What’s behind the 5.0 title of the new album?

If you know anything about Menace to II Society… you saw Cain go get his green Mustang 5.0. And when I saw that car I was in awe. I thought that Mustang was the flyest thing ever and it’s a classic if you ask any motorhead. Of course I couldn’t afford it at the time and by the time I did get the money, they stopped making them. But I looked back at that movie and I just thought that this album embodied everything a Mustang is. The power, mystique, the muscle, the energy, that I was think this album is… a classic.

Musically, did you step out of the box and get away from your comfort zone on any tracks?

Nah, not all. I actually think I set myself up for this album. From Country Grammar on up—my own success has been my own worst enemy, when you have the successes of “Over and Over,” “Grillz,” “Dilemna,” ‘My Place,” but I also had “Number 1,”‘E.I.,” “Air Force One.” It’s really a variety of different sounds. I’ve built almost a divided fanbase. Everybody loves me for different types of records. I just think now it doesn’t matter what I do musically. I can come out and sing Opera and if it’s a hit it—it will transcend. That’s where I think I’m at now on my career. Even for the hardcore rap fans—if you’re not a fan of Nelly by now, you’re never going to be a fan of Nelly to a certain degree. I’m just not for you. But if you appreciate music, you don’t have to be fan to appreciate what I do.

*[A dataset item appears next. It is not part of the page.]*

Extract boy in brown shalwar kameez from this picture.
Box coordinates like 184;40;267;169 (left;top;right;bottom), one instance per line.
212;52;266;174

So producer-wise, is it familiar cast on this one?

Well, I got Dr, Luke, Jim Jonsin, Polow, Infamous and a few others. I didn’t get with the Neptunes on this record but Pharrell and them is family, they’ve been on every album after Country Grammar.

I heard you got a record with Janet Jackson…

We didn’t get Janet on there, we still trying to figure that one out. But I got an incredible record with Akon & T.I. produced by Dr. Luke. I also got back with Kelly for another monster record. Diddy contributed a big record, pun intended. [laughs]

Any favorites?

They’re like kids, I can’t pick a favorite. I actually love the “Just A Dream” record. This other one called “Go” I think is going to unbelievable. It’s all about picking yourself up after you fall and keep going. I always did the inspirational records but people for some reason don’t go to them. That’s my goal. I want to inspire.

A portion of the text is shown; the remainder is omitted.